Aún así, los obispos católicos y los líderes evangélicos se pasaron los últimos años machaconamente denunciando la supuesta hostilidad de Obama y del Partido Demócrata a “la libertad religiosa” (léase: al supuesto derecho de los extremistas religiosos a violar impunemente la ley e imponerle sus creencias al resto de la población). Para dimensionar la intensidad de la obsesión religiosa anti-aborto basta recordar al director del grupo “Sacerdotes por la Vida”, que dos días antes de las elecciones colocó un feto abortado sobre el altar en medio de la misa y lo transmitió en vivo por YouTube, mientras apelaba a los católicos para que votaran por Trump. Para el fanatismo religioso ningún problema es más acuciante, ninguna amenaza más temible, ningún pecado más pavoroso que el aborto y la homosexualidad.

Como era de esperarse, Trump les prometió exactamente lo que ellos querían escuchar: que solo designará ultraderechistas para llenar las vacantes de la Suprema Corte, con miras a conformar un tribunal que eventualmente revierta el reconocimiento del derecho al aborto y al matrimonio igualitario. Les prometió, en general, un retorno a la época de Bush hijo en materia de educación sexual escolar, negación de derechos reproductivos a las mujeres y desconocimiento de los derechos LGBT, tanto en los Estados Unidos como a nivel global. Con el triunfo de Trump hay que esperar que los EEUU vuelvan a liderar la coalición internacional de países contra los derechos sexuales y reproductivos, compuesta por fundamentalistas islámicos, dictadores africanos, uno que otro adulón latinoamericano, Malta, Filipinas y el Vaticano.

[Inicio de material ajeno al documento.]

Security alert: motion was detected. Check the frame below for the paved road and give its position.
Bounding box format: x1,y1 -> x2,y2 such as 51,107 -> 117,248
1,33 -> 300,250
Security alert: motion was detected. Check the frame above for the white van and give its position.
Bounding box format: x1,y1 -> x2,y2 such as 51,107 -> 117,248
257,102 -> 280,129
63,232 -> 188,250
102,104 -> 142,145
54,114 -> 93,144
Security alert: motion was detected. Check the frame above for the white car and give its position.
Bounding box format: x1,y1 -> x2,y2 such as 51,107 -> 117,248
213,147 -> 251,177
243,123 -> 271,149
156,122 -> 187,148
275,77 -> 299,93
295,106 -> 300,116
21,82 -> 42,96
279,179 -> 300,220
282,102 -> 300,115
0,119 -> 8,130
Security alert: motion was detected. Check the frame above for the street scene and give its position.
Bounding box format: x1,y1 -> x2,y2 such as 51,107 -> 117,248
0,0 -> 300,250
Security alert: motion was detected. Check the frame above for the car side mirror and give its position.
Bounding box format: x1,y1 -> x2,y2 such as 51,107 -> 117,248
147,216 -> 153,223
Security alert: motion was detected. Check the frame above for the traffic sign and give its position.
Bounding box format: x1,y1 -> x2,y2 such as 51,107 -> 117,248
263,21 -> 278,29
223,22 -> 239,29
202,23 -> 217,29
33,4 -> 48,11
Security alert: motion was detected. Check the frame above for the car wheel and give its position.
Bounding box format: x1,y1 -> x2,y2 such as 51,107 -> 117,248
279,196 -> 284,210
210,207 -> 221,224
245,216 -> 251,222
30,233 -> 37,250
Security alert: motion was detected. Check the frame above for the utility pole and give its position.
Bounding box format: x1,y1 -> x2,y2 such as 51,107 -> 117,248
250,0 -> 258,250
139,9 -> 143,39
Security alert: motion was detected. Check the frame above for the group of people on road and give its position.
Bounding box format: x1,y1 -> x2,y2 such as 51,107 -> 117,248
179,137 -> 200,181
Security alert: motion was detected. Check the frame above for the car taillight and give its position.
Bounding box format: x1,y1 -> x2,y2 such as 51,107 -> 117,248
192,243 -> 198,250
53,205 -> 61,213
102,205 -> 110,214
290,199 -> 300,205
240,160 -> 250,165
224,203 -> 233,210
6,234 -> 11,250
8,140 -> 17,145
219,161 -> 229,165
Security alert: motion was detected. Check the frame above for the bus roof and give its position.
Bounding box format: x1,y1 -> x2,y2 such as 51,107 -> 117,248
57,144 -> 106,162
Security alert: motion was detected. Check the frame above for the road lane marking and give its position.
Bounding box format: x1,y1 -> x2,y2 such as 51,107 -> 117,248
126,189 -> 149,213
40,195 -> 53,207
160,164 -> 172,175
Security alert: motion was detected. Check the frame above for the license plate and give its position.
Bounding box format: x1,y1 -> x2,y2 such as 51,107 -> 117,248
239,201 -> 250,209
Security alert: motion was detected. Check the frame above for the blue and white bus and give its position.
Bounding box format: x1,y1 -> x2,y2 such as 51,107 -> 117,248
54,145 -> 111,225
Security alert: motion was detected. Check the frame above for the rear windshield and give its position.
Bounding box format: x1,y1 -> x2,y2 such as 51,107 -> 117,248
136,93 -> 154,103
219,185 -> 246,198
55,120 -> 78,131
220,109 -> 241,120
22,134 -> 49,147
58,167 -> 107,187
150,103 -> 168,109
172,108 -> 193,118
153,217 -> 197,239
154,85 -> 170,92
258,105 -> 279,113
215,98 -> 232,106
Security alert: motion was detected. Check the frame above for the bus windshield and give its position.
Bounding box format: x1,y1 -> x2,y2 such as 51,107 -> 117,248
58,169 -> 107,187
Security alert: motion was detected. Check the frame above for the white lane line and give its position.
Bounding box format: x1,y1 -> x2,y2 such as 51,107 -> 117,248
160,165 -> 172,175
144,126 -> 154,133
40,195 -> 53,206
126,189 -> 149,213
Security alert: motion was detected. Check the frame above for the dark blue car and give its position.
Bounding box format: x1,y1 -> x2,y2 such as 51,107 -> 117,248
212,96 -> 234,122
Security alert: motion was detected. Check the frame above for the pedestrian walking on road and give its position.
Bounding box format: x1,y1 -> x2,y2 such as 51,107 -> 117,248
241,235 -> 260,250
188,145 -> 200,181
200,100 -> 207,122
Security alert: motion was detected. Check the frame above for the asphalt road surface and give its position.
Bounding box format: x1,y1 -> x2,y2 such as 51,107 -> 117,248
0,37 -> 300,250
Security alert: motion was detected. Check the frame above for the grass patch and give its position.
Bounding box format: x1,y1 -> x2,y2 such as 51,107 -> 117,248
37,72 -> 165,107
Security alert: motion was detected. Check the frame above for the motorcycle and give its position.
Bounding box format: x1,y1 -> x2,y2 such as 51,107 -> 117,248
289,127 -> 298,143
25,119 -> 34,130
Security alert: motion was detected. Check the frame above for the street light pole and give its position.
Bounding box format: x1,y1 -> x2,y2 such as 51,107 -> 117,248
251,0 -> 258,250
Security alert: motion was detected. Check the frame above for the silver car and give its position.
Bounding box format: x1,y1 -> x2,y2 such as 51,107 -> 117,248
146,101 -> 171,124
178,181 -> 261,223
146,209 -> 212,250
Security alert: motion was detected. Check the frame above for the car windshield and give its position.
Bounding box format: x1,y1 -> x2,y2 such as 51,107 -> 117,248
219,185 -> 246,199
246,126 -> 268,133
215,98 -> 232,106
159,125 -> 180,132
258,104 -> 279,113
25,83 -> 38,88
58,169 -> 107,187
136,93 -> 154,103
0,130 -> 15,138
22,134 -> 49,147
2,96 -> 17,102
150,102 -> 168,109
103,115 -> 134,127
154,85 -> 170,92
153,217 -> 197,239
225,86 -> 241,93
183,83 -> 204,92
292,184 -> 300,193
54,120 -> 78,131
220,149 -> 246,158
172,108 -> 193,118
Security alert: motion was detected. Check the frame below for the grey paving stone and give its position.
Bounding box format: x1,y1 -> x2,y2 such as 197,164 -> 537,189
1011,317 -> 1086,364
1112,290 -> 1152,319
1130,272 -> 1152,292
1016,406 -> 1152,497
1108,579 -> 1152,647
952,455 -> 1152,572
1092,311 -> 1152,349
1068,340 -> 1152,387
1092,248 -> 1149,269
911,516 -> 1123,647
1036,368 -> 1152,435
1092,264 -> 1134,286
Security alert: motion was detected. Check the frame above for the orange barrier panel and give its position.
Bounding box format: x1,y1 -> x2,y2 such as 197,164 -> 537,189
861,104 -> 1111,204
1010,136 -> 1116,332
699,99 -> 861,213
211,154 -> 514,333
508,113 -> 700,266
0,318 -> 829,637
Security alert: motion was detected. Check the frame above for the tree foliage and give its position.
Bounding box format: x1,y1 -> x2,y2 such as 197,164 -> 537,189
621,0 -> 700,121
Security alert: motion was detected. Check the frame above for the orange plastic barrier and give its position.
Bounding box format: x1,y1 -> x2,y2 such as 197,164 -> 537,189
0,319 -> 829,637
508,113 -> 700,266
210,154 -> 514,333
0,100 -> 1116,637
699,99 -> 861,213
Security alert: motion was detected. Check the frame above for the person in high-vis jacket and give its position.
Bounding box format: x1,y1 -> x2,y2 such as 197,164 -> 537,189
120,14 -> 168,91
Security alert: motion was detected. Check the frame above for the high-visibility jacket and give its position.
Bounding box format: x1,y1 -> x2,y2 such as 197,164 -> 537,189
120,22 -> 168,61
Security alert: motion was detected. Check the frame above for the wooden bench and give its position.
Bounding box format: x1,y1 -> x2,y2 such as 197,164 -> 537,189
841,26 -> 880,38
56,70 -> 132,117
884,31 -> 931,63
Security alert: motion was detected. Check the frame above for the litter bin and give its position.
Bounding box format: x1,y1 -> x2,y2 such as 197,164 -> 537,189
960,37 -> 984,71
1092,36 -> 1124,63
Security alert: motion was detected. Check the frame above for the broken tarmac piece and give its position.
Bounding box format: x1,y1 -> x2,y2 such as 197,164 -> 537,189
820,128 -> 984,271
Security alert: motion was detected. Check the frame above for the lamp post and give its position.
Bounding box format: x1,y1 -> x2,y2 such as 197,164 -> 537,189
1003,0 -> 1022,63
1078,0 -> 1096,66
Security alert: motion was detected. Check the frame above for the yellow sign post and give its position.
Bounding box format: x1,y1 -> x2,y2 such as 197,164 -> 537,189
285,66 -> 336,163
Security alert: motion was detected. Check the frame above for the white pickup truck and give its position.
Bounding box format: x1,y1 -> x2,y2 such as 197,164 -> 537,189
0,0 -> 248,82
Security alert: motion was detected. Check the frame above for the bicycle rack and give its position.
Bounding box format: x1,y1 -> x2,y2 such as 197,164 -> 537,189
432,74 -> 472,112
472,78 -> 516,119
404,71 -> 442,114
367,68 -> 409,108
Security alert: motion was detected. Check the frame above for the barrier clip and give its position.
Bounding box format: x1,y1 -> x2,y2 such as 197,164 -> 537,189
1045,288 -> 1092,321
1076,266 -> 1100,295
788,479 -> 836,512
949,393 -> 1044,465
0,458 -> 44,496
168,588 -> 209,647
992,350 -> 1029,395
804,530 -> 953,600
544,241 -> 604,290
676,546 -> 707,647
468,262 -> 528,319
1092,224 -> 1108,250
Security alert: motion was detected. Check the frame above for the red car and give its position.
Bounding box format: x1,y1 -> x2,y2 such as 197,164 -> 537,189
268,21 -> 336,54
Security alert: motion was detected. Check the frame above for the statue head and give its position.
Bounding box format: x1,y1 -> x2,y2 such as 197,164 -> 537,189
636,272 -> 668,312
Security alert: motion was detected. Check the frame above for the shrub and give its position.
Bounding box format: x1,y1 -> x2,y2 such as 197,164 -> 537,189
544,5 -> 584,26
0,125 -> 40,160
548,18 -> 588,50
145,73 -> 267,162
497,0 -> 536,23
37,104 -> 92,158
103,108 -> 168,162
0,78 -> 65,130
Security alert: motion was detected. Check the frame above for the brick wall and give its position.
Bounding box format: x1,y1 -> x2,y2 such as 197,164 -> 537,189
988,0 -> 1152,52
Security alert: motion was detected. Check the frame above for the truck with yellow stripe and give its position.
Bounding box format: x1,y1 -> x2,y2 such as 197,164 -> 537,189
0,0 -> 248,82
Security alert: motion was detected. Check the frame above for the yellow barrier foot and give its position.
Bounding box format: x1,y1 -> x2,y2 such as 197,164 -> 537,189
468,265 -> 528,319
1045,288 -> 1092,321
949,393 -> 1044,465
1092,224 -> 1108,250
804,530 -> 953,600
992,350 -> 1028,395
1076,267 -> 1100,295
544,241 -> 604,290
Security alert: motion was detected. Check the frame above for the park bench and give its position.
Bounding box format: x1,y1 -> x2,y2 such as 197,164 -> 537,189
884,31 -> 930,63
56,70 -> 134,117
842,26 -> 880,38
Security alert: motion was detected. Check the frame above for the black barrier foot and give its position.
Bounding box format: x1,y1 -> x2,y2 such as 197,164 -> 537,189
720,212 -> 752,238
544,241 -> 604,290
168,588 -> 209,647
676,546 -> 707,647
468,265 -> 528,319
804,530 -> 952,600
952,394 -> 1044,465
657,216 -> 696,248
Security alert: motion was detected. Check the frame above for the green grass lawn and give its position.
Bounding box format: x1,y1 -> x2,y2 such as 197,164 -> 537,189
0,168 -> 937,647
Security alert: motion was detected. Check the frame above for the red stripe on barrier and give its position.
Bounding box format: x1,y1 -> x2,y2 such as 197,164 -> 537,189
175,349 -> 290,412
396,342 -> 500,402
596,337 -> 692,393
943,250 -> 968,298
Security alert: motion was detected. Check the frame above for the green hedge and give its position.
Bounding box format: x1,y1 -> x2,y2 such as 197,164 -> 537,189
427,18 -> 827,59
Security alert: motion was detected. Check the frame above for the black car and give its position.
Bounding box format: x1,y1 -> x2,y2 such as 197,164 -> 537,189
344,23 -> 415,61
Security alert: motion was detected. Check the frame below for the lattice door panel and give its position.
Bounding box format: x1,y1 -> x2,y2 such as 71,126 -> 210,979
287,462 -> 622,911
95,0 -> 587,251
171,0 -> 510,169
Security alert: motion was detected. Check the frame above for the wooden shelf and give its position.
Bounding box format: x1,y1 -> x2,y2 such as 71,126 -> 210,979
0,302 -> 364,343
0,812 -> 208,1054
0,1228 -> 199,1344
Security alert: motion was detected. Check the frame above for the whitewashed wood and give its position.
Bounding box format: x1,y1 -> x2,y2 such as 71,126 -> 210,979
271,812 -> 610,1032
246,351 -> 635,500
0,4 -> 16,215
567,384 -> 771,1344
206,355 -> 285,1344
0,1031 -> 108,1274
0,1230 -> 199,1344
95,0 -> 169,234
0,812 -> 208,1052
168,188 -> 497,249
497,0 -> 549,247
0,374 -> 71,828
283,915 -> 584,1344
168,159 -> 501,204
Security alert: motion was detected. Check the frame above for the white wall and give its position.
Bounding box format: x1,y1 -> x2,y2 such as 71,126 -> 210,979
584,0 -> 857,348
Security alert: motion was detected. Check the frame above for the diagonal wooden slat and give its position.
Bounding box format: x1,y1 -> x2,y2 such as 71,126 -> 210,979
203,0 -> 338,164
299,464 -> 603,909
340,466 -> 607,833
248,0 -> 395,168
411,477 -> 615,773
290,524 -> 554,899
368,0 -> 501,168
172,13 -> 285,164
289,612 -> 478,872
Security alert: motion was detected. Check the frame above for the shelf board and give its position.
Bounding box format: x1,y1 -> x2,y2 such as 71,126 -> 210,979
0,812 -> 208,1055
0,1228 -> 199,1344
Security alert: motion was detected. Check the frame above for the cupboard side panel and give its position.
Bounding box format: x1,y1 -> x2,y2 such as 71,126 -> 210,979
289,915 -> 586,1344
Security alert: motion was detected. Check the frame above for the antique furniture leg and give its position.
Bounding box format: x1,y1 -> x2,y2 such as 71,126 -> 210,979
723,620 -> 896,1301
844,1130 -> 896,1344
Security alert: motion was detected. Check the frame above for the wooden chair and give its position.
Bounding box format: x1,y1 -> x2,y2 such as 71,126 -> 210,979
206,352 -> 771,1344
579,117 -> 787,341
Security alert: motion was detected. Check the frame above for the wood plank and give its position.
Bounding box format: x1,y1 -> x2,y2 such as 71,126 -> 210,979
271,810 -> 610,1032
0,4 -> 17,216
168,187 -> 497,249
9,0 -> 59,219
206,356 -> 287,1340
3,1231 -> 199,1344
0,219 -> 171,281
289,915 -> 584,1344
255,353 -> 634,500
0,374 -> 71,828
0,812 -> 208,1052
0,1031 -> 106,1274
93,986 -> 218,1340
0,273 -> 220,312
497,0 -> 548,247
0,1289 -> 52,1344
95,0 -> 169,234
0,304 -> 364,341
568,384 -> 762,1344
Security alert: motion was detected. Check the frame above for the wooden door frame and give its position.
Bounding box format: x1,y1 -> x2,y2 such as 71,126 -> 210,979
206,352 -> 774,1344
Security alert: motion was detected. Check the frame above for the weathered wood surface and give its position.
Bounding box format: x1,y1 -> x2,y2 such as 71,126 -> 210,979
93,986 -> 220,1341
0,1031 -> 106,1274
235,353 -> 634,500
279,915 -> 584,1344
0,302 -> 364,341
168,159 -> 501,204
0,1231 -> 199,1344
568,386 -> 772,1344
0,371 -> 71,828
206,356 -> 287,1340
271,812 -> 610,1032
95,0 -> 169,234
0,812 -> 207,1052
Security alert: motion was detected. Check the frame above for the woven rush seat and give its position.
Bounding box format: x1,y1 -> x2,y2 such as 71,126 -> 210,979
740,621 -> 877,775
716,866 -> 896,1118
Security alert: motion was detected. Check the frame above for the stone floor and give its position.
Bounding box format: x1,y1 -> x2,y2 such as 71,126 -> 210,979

Es difícil establecer con precisión el papel jugado por el voto religioso en el triunfo electoral de Trump, dado que muchos de los evangélicos y católicos blancos que abrumadoramente lo apoyaron lo hicieron también por las razones económicas, raciales y hasta misóginas que motivaron a la mayoría de sus seguidores. De lo que no hay duda es que, en estas elecciones, la gente que presume de estar más cerca de Dios, de tener el mayor sentido ético y de amar más a su prójimo fue justamente la que votó con mayor entusiasmo al energúmeno que representa lo peor, no sólo de la política, sino de la especie humana. No hay excusa que valga. 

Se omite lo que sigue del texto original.